What is donor milk and where does it come from?

Milk banks collect donations from nursing mothers who are producing more breast milk than their babies need; all the mothers are screened for eligibility based on health and lifestyle factors. The milk banks then process and pasteurize the milk to ensure its safety and nutritional content before distributing it.

Mothers’ Milk Bank needs 300 to 350 active donors each month spread from the mountains to the coast to donate their extra breast milk to maintain its pool of donor milk. Some are one-time donors who clean out their surplus of frozen breast milk. Others give on a more regular basis throughout the period they’re still breastfeeding.

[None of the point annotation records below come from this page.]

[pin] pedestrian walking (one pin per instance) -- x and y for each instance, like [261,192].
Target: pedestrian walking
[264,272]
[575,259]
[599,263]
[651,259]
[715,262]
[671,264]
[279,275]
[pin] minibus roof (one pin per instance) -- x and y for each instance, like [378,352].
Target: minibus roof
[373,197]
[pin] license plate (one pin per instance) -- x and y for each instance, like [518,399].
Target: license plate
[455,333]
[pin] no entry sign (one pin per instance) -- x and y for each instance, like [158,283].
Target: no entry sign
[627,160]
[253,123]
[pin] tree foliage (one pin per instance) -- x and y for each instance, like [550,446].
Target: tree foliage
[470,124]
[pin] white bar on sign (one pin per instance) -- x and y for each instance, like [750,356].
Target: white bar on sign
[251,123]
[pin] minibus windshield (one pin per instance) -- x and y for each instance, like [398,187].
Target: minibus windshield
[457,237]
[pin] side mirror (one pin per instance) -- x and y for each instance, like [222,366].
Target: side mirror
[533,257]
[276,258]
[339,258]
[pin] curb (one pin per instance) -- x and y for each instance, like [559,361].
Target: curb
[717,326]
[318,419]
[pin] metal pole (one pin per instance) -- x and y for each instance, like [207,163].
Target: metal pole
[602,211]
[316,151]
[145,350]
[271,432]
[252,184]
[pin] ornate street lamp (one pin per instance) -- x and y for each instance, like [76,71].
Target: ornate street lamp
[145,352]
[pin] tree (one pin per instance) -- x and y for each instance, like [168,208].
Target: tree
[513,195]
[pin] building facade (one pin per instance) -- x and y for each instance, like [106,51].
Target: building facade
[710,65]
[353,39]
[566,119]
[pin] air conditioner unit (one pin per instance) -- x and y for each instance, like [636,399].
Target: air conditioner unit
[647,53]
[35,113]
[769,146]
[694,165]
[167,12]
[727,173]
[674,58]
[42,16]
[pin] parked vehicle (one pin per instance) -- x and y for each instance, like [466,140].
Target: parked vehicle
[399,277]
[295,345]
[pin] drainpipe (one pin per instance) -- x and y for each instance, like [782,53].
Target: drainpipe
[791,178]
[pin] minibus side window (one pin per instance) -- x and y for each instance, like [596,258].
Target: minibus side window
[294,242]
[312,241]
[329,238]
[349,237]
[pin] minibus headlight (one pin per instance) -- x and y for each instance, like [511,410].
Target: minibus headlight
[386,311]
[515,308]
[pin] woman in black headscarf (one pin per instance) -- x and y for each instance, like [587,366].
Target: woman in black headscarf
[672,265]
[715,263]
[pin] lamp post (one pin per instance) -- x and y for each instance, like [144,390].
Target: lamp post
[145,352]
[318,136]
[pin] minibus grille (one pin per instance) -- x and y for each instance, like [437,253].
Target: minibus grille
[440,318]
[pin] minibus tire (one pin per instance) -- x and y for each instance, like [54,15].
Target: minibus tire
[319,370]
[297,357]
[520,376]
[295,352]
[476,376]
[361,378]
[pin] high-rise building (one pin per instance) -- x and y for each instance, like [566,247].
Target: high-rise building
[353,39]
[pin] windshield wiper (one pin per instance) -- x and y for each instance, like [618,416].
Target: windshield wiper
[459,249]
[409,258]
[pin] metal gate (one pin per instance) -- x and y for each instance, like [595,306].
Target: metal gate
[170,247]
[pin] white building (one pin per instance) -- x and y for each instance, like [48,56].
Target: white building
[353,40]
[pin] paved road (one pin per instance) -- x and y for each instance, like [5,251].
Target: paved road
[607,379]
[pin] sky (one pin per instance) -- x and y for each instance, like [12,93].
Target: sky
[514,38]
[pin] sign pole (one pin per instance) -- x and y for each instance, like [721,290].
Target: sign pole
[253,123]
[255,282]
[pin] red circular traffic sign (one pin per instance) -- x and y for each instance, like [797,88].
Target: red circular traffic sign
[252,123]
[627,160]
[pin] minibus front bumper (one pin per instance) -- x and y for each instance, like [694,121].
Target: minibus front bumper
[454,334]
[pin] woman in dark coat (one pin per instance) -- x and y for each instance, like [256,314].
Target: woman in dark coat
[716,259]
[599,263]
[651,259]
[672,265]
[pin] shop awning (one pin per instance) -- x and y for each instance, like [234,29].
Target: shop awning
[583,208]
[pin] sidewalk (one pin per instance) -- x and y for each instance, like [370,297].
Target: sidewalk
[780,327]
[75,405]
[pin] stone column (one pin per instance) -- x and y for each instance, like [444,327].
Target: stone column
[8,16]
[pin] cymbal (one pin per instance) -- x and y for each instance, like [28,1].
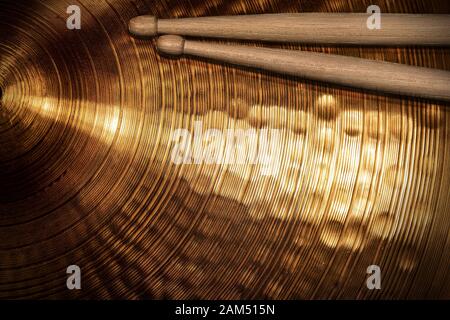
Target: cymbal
[86,137]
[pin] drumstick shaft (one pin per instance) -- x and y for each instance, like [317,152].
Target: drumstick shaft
[322,28]
[348,71]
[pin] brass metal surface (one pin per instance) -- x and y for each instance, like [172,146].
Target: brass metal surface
[86,178]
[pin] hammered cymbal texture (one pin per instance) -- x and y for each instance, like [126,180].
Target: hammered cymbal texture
[86,175]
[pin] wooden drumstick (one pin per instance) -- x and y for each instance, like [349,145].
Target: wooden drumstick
[323,28]
[348,71]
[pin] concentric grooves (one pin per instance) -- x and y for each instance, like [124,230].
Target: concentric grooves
[86,175]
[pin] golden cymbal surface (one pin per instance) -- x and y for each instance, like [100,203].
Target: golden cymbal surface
[87,179]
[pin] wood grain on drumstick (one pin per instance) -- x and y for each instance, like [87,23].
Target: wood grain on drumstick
[348,71]
[323,28]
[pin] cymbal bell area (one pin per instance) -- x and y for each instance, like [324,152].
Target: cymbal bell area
[86,177]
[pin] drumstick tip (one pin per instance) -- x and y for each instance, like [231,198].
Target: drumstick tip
[170,44]
[143,26]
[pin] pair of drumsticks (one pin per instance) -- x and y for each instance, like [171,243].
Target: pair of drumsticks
[313,28]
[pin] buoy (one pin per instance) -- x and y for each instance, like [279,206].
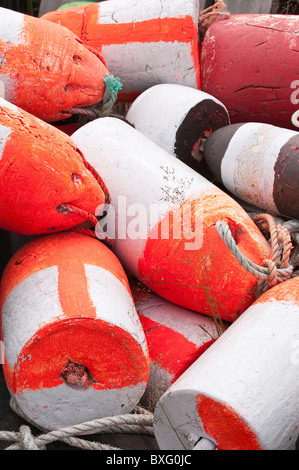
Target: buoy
[179,119]
[46,69]
[175,336]
[74,346]
[144,43]
[258,163]
[242,393]
[238,56]
[162,218]
[46,183]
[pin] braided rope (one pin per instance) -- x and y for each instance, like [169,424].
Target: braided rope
[140,422]
[273,271]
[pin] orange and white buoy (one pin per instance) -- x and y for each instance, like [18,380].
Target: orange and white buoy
[175,336]
[242,393]
[41,171]
[258,163]
[74,347]
[164,215]
[45,69]
[178,118]
[144,43]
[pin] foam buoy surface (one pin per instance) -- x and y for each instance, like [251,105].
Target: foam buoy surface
[45,67]
[164,214]
[258,163]
[242,393]
[74,346]
[144,43]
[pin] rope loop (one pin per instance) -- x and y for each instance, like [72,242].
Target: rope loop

“We have a lot of donors who are giving back because they’ve received the milk in the hospital,” Gottschall said. “Knowing that other mothers wanted to give back to them and be able to provide nutrition to their baby was life-changing, so a lot of our donors will give back.”

Notably, about 10 percent of donors are bereaved mothers who opt to pump breast milk in honor of their child, Gottschall said.

Maryanne Perrin, a nutrition professor at UNC Greensboro who studies donor milk, said milk banking has been around for more than 100 years, though she said it’s more recently been in a period of “renaissance” and growth.

The Human Milk Banking Association of North America’s network of 32 milk banks dispensed a record-high 11 million ounces of pasteurized donor human milk in 2024 — a 10 percent increase from 2023, according to a February 2025 news release.